Um unsere Situation zu verstehen, darf man nicht nur auf die Wechselkurse und die leuchtenden Preise im grenznahen Ausland schauen. Man muss wissen, was Geld eigentlich ist. Deshalb hier in der kürzestmöglichen Form: Geld ist ein übertragbares Recht auf einen bestimmten Anteil an der volkswirtschaftlichen Produktion eines Landes, entweder in Form eines Gutscheins (Bargeld) oder einer Zahl auf einem Konto. In der Wirklichkeit entsteht dieses Recht durch eigene Leistung. Man liefert etwas und erhält anstatt einer sofortigen Gegenleistung ein übertragbares Recht auf späteren Bezug. Je sicherer dieses Recht, desto besser das Geld.
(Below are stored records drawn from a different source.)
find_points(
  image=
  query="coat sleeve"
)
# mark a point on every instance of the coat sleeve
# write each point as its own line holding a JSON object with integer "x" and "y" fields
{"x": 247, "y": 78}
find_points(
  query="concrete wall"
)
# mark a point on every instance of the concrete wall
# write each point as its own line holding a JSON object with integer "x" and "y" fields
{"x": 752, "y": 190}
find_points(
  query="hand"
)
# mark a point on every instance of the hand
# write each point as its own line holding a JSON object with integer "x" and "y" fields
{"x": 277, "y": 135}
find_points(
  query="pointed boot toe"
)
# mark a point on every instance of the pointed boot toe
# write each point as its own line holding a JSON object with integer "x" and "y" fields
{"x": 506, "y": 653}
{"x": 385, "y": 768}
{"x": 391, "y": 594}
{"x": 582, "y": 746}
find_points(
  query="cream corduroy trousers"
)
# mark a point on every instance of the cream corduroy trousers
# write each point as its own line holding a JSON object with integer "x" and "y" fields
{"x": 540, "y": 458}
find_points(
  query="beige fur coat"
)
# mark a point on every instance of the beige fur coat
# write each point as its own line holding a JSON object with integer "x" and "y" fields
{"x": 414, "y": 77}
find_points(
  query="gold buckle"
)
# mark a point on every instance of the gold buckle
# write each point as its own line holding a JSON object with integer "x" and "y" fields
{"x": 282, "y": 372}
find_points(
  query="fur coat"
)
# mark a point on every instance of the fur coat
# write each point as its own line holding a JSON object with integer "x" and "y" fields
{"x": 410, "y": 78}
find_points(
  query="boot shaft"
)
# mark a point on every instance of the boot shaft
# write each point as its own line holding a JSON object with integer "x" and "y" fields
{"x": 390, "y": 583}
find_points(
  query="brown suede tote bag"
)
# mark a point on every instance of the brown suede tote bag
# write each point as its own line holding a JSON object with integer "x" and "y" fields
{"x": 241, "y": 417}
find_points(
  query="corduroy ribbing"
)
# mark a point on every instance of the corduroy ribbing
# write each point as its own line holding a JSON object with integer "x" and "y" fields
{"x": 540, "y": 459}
In der fiktionalen Welt des Finanzwesens ist es allerdings ganz anders: Da geben die Banken quasi à discretion solche Rechte auf Gegenleistung heraus, ohne dass die primäre Leistung erbracht worden wäre. Das sind die Kredite, die den grössten Teil unseres Geldes ausmachen. Mittlerweile wissen wir, dass diese Leistungen nie erbracht werden können – der Schuldenberg, der die Welt erdrückt. Was aber die wenigsten wissen: Das System ist so konzipiert, dass die geforderten Leistungen, übers Ganze gesehen, gar nie erbracht werden können.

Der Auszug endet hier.